Scroll Ke bawah untuk melanjutkan

Wilson Liyanto:”Hutang Belum Lunas Karena Debitur Ambil lagi Kredit Longgar Tarik”

Komisaris utama Christofel Liyanto Direktur Utama, Wilson Liyanto Direktur Kredit Ricky Manafe, dan Kuasa Hukum Samuel David Adoe dan Bildad Thonak dalam ketrangan pers Kamis (16/9/21)

KUPANG, FLOBAMORA-SPOT.COM – “Tapi terkait debitur almarhum Wellem Dethan dan Mariantje Manafe ini memang kreditnya awalnya belum selesai, angka kreditnya nol sehingga kami belum mengeluarkan surat keterangan lunas dan pencabutan royal, karena setelah itu dia ada mengambil lagi  kredit longgar tarik itu, itulah  kemudahan-kemudahan perbankan yang kami sediakan dan jika nasabah ingin mengambil lagi kredit, maka perjanjian kreditnya hanya antara debitur dan kami. Dan ini untuk menjawab pertanyaan di beberapa media kalau hutang sudah lunas mengapa ahli waris yang harus membayarnya yakni karena debitur mengambil  lagi kredit longgar tarik sehingga hutangnya belum lunas. Kalau sudah lunas maka kami akan memberikan surat keterangan lunas dan pencabutan royal. Dan jika sudah lunas maka sertifikatnya sudah dikembalikan. Dan karena faktanya barang jaminan atau royal masih ada pada kami artinya hutang mereka belum lunas”, Demikian dijelaskan Direktur Utama Wilson Liyanto BPR Krista Jaya perdana kepada media di Kupang Kamis, (16/9/21).

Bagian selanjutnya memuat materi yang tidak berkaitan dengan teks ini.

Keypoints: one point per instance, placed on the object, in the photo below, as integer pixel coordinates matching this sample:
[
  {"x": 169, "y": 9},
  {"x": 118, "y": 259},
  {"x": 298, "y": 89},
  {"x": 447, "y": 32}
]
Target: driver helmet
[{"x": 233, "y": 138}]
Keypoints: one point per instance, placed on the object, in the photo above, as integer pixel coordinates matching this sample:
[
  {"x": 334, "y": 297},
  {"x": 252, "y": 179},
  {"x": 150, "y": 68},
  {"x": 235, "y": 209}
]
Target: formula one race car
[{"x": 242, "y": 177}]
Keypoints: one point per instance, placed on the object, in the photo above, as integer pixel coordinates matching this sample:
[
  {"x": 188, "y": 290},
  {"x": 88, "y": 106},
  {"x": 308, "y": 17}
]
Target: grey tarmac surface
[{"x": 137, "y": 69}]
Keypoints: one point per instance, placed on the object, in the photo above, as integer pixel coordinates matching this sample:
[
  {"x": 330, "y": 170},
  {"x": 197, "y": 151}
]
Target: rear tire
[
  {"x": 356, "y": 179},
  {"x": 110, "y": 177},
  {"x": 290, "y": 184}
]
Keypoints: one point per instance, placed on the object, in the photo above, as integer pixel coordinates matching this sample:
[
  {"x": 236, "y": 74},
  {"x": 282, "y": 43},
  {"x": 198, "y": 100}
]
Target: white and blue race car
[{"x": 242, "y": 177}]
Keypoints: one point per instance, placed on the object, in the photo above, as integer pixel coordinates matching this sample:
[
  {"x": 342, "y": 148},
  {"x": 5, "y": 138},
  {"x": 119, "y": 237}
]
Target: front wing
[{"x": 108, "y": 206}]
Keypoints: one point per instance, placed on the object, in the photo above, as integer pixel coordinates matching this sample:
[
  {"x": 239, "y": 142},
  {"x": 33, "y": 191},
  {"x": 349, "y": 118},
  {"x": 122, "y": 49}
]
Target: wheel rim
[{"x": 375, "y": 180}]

Wilson Liyanto menjelaskan terkait jenis kredit yang diambil Wellem Dethan yaitu  kredit modal kerja yang terjadi antara debitur dan lishing  dengan menandatangani perjanjian kredit.

 

“Sudah ditentukan maksimalnya maksimal Rp. 450 juta dan dia (Almarhum) sudah menandatangani dan isteri juga menandatangani. Dan selama perjalanan kredit ini atas nama debitur hingga dari 2015 sampai 2016. Dalam jangka waktu itu ada pembayaran pokok sehingga mengurangi piutang. Di situ yang disebut longgar tarik. Misalnya, dia sudah bayar 300 juta otomatis sisa 150 juta. Tapikan plafonnya dia Rp. 450 juta otomatis selisihnya  bisa diambil dengan suaminya menandatangani slip-slip administrasi penarikan dana. Apabila  ada penambahan plafon lagi atau melebihi dari yang diperjanjikan atau yang sudah ditandatangani oleh suami isteri, maka ada perjanjian kredit baru lagi. Dan jadi pertanyaan lagi kenapa hutang dibebankan kepada isteri ? karena pada perjanjian kredit awal, debitur dan isteri sama-sama sepakat tidak menandatangani asuransi jiwa. Dan ada surat pernyataannya”, urainya.

 

Terkait pemberitaan di media, kenapa hutang sudah lunas kok masih ada Wilson menjelaskan, Dalam administrasi kredit perbankan ketika debitur sudah melunasi hutangnya maka bank akan mengeluarkan surat keterangan lunas. Atau jika ada jaminan seperti sertifikat yang dijaminkan, maka bank akan menerbitkan surat pencabutan royal. Itu bukti, bank telah mengakui debitur ini hutangnya sudah lunas.  Jadi surat keterangan lunas dan surat pencabutan royal secata sah  debitur sudah menyelesaikan kreditnya dengan bank.

 

Ia juga membuka fakta bahwa dalam proses kredit longgar tarik, Debitur dan isteri juga melakukan  penolakan asuransi jiwa yang dibuktikan dengan surat pernyataan penolakan asuransi diatas meteria. Dimana sejak awal disepakati oleh debitur dan ahli waris.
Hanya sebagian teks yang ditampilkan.